Vous pouvez en voir la version intégrale ici, mais la section la plus intéressante est celle qui affiche une sélection (sommaire) des films français les plus marquants : 4 à 5 films par décennie de 1920 à 1970… puis plus rien jusqu’en 1981 et 2 films pour chacune d’elles à partir de 1990. Certes, vu le métier initial du groupe arabo-quatar possédant cet hôtel, on ne peut exiger d’eux une cinéphilie à la pointe et il pourrait leur être reproché d’effectuer une selection assez cliché. Pourtant, cette infographie peut être rapprochée d’autres statistiques plus compétentes et sur lesquelles nous sommes tombés la semaine dernière : les Top 10 que publie régulièrement The Criterion Collection.

On ne présente – presque – plus cet éditeur de films qui s’est spécialisé depuis trente ans dans les parutions de films d’auteur, classiques comme contemporains, avec des exigences de qualité et de diversité rarement égalées. D’abord en laserdiscs, puis en , Blu-Rays et vidéo à la demande, plus de 700 films ont bénéficié de ces éditions prestigieuses, et attestent de la pertinence cinéphilique de cette société.

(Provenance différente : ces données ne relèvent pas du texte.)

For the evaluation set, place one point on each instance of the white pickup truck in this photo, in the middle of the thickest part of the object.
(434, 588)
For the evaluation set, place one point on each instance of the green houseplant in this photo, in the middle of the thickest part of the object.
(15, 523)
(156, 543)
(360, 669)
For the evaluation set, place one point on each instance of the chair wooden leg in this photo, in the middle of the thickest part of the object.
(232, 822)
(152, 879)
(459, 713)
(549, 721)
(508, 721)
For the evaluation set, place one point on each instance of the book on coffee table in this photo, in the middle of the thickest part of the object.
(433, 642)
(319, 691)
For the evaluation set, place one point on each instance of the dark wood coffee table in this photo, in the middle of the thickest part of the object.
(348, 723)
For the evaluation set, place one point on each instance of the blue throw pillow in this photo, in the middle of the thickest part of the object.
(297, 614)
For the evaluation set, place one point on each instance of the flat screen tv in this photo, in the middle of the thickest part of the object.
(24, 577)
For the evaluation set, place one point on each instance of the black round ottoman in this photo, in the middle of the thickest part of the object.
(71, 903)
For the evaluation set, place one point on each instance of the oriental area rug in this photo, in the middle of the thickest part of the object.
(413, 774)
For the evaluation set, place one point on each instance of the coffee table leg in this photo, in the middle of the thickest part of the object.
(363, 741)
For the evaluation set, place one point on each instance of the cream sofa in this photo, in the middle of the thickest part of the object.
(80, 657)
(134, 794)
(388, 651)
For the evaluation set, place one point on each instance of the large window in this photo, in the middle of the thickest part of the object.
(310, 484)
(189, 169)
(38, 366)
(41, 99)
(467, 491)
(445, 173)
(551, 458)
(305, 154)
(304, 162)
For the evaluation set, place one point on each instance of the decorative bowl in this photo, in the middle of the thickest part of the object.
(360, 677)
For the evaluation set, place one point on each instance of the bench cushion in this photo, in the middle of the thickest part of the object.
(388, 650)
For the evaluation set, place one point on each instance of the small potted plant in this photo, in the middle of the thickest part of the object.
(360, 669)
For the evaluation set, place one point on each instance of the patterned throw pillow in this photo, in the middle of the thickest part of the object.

Cette dite société à la compétence maintenant établie, s’amuse, par ailleurs, à demander à force artistes d’établir leur liste des dix films qu’ils préfèrent. Parmi eux, citons notamment : Wes Anderson, Alex Baldwin, Steve Buscemi, Roger Corman, Guillermo del Toro, Xavier Dolan, James Franco, William Friedkin, Aki Kaurismäki, Christopher Nolan, Nicolas Winding Refn, Paul Schrader, Martin Scorsese, Johnny To ou… Sonic Youth. Sans y avoir fait de statistiques précises que les plus chevronnés d’entre vous ne manqueront pas de pratiquer, on y sera agréablement surpris de la proportion de films français qui y figurent : y est attestée à nouveau l’importance de cette production… jusque dans les années 70. De manière plus radicale ici, mais sans surprise au vu des sorties hebdomadaires sur nos écrans, on peut, là, constater une quasi absence de films tricolores ayant moins de trente ans… De quoi, effectivement, dire qu’il faut se réveiller.